Silvia Marqués scite author profile

The xyl genes of Pseudomonas putida TOL plasmid that specify catabolism of toluene and xylenes are organized in four transcriptional units: the upper-operon xylUWCAMBN for conversion of toluene/xylenes into benzoate/alkylbenzoates; the meta-operon xylXYZLTEGFJQKIH, which encodes the enzymes for further conversion of these compounds into Krebs cycle intermediates; and xylS and xylR, which are involved in transcriptional control. The XylS and XylR proteins are members of the XylS/AraC and NtrC families, respectively, of transcriptional regulators. The xylS gene is constitutively expressed at a low level from the Ps2 promoter. The XylS protein is activated by interaction with alkylbenzoates, and this active form stimulates transcription from Pm by sigma70- or sigmaS-containing RNA polymerase (the meta loop). The xylR gene is also expressed constitutively. The XylR protein, which in the absence of effectors binds in a nonactive form to target DNA sequences, is activated by aromatic hydrocarbons and ATP; it subsequently undergoes multimerization and structural changes that result in stimulation of transcription from Pu of the upper operon.

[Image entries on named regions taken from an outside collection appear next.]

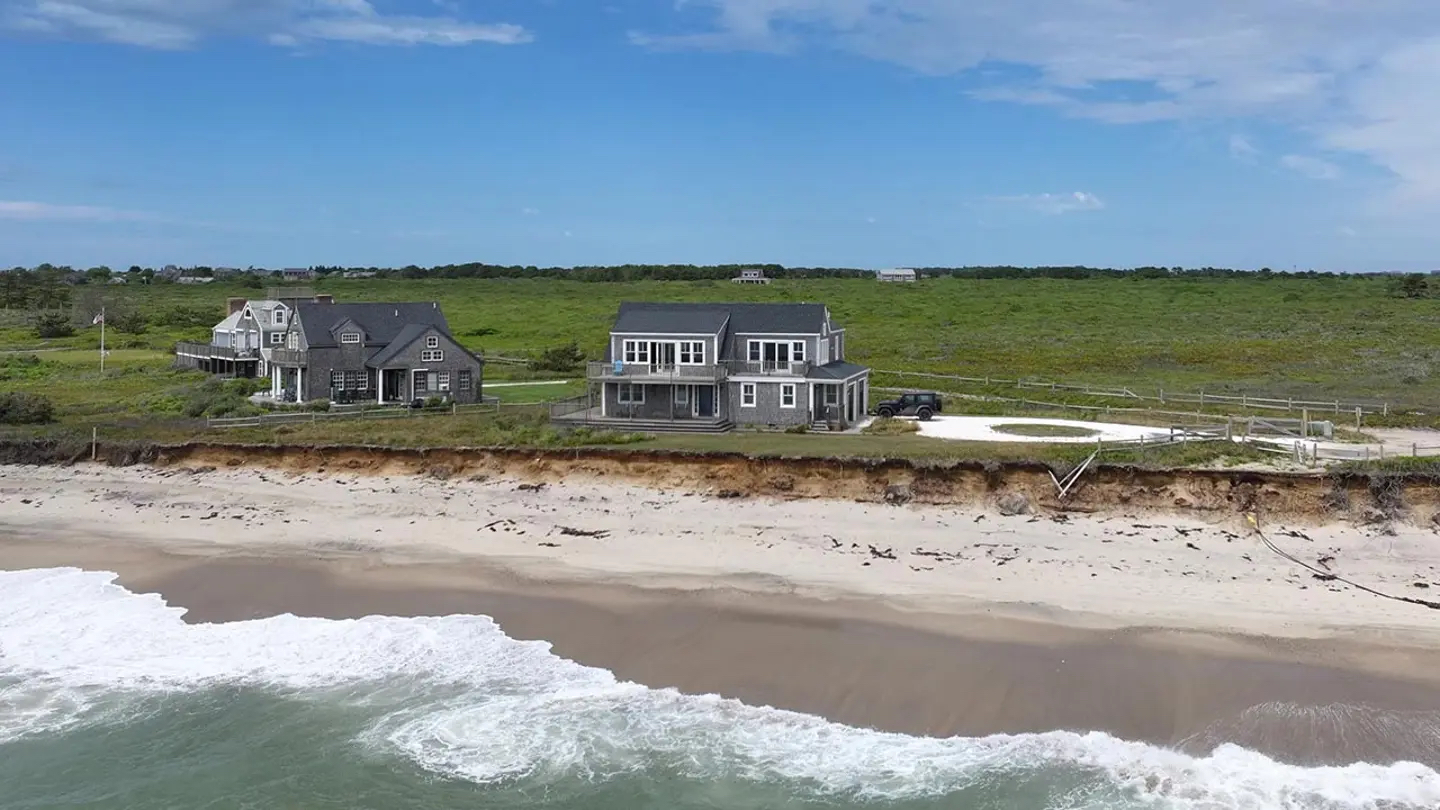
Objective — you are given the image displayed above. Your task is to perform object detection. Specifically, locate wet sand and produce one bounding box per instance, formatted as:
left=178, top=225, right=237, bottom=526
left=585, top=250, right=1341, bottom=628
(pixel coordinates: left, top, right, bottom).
left=8, top=538, right=1440, bottom=765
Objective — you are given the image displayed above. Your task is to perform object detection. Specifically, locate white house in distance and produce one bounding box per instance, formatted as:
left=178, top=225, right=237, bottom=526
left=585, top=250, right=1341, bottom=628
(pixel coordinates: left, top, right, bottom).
left=730, top=267, right=770, bottom=284
left=876, top=267, right=916, bottom=281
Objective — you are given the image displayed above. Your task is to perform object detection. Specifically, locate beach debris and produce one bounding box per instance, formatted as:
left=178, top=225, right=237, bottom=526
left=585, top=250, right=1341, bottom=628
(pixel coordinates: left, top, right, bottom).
left=560, top=526, right=611, bottom=538
left=995, top=491, right=1030, bottom=517
left=886, top=484, right=914, bottom=506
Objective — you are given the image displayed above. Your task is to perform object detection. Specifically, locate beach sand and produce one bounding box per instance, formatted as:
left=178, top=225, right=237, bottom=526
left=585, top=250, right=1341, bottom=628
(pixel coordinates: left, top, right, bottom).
left=8, top=467, right=1440, bottom=765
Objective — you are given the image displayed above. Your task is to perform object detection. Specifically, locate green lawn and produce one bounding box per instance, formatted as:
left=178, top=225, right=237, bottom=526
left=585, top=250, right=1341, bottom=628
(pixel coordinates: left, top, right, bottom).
left=0, top=270, right=1440, bottom=457
left=0, top=277, right=1440, bottom=405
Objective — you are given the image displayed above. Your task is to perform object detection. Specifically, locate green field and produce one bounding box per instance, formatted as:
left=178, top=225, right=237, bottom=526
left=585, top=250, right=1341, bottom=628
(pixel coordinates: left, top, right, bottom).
left=0, top=270, right=1440, bottom=455
left=0, top=277, right=1440, bottom=405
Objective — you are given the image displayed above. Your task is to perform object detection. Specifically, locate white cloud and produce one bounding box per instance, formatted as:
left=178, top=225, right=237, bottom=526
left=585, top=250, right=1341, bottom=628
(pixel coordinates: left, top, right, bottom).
left=0, top=200, right=154, bottom=222
left=632, top=0, right=1440, bottom=202
left=991, top=192, right=1104, bottom=215
left=0, top=0, right=533, bottom=49
left=1280, top=154, right=1341, bottom=180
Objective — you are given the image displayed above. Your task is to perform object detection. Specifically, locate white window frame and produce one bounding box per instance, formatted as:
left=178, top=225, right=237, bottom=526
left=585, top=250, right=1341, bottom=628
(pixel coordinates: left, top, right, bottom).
left=675, top=340, right=706, bottom=366
left=740, top=382, right=756, bottom=408
left=621, top=340, right=649, bottom=365
left=780, top=382, right=799, bottom=408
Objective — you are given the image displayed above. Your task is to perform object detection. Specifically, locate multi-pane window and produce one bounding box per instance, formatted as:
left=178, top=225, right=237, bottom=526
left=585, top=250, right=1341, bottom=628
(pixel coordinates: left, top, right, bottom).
left=624, top=340, right=649, bottom=363
left=680, top=340, right=706, bottom=366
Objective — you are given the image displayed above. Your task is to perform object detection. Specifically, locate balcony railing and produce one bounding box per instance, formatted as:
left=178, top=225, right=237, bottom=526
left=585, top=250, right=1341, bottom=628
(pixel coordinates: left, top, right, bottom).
left=176, top=340, right=261, bottom=360
left=726, top=360, right=814, bottom=376
left=585, top=363, right=726, bottom=383
left=271, top=349, right=308, bottom=366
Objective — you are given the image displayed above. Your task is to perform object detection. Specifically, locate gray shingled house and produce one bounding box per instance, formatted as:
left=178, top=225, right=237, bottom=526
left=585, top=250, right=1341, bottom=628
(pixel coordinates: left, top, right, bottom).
left=271, top=303, right=484, bottom=404
left=553, top=303, right=870, bottom=431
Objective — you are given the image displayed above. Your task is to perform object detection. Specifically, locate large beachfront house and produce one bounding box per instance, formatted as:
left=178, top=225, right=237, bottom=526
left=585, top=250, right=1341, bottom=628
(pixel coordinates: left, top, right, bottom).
left=271, top=303, right=484, bottom=404
left=556, top=303, right=870, bottom=430
left=176, top=290, right=333, bottom=378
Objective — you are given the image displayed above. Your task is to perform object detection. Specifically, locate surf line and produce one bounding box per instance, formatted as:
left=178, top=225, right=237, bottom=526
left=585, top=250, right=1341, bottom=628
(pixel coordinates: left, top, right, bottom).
left=1246, top=512, right=1440, bottom=610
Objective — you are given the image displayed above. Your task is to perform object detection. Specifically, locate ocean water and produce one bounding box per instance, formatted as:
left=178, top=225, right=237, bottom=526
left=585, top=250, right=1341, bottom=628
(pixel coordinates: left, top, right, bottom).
left=0, top=569, right=1440, bottom=810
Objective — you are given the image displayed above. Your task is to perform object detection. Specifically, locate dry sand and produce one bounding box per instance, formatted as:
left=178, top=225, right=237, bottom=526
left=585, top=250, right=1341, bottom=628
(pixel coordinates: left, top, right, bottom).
left=0, top=467, right=1440, bottom=762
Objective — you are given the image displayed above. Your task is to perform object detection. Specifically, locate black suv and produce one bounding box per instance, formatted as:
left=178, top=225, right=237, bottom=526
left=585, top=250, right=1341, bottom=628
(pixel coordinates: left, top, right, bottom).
left=876, top=391, right=943, bottom=422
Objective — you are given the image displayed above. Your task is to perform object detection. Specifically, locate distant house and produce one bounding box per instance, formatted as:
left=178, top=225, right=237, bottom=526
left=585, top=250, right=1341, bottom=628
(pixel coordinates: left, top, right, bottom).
left=271, top=303, right=484, bottom=404
left=876, top=267, right=916, bottom=281
left=176, top=290, right=334, bottom=378
left=552, top=303, right=870, bottom=431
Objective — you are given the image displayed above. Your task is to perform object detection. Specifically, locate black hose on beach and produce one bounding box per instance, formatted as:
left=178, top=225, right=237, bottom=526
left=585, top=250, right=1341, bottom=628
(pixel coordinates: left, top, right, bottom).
left=1246, top=515, right=1440, bottom=610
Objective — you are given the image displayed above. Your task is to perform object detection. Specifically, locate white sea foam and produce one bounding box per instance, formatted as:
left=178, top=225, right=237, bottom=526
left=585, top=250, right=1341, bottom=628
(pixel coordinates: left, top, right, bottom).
left=0, top=569, right=1440, bottom=809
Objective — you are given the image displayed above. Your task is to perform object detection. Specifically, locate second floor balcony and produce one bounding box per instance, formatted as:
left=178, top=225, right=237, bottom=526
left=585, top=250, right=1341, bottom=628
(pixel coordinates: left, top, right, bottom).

This latter process is assisted by the IHF protein and mediated by sigma54-containing RNA polymerase. Once activated, the XylR protein also stimulates transcription from the Ps1 promoter of xylS without interfering with expression from Ps2. This process is assisted by the HU protein and is mediated by sigma54-containing RNA polymerase. As a consequence of hyperexpression of the xylS gene, the XylS protein is hyperproduced and stimulates transcription from Pm even in the absence of effectors (the cascade loop). The two sigma54-dependent promoters are additionally subject to global (catabolite repression) control.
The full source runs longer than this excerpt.